What’s efficient, affordable, sporty, versatile, easily modified, and pet friendly? If Scion — Toyota’s youthful offshoot — is to be believed, it’s the all-new iM subcompact hatchback, which was unveiled this week at the 2015 New York Auto Show.
Aimed at Millennials who have rent, groceries, and student loans yanking at their purse strings, the iM intends to be an instantly gratifying response to the realities of life. After all, just because you can’t afford anything more than a $20,000 subcompact doesn’t mean you shouldn’t suffer … too much.
Accordingly, it’s been fitted with enjoyable, standard accoutrement like a 7.0-inch Pioneer Display Audio unit, 17-inch alloy wheels, and “a roomy glove box and console box,” as well as “numerous front door pockets and storage bins.”

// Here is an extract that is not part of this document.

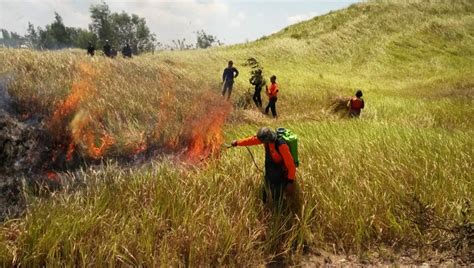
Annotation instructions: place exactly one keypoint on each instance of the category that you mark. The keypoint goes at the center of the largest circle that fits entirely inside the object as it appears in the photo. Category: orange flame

The good news keeps coming for buyers, as the iM isn’t just flush with features, it’s also sporty. It comes standard with a six-speed manual gearbox mated to a “Valvematic” naturally aspirated 1.8-liter four-cylinder engine that makes 137 tire-rending horsepower and at least a dozen torques. At least, I assume so … Scion didn’t say.
The performance story doesn’t end there. Scion offers Toyota Racing Development (TRD) performance upgrades at the dealer, including an air intake system, anti-roll bar, and lowering springs to name a few.

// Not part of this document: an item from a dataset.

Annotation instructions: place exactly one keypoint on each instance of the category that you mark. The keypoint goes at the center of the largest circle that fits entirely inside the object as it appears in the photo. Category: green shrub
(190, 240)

If these specs or only moderately whelming, just wait; the best is yet to come. The 2016 Scion iM is rated to achieve 37 mpg on the highway. So, at least in this way, it should be gratifying. After all, gas might be cheap right now, but it never hurts to save more.

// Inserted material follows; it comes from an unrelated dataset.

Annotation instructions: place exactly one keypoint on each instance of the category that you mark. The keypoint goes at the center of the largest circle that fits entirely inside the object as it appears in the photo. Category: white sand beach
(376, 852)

All playful ribbing aside, the iM should be actually a pretty good buy. It also boasts LED daytime running lights and taillights as standard, as well as 4.2-inch TFT multi-information display within the instrument cluster and backup camera. Buyers can also spec real leather, a Continuously Variable Transmission (CVT) with seven simulated shift points and a “grass pad,” which, as Scion says, “discourages your doggie from standing on center console.”
Clearly, the iM wants to be all things to all people. And, weirdly, I am eager to find out if it succeeds.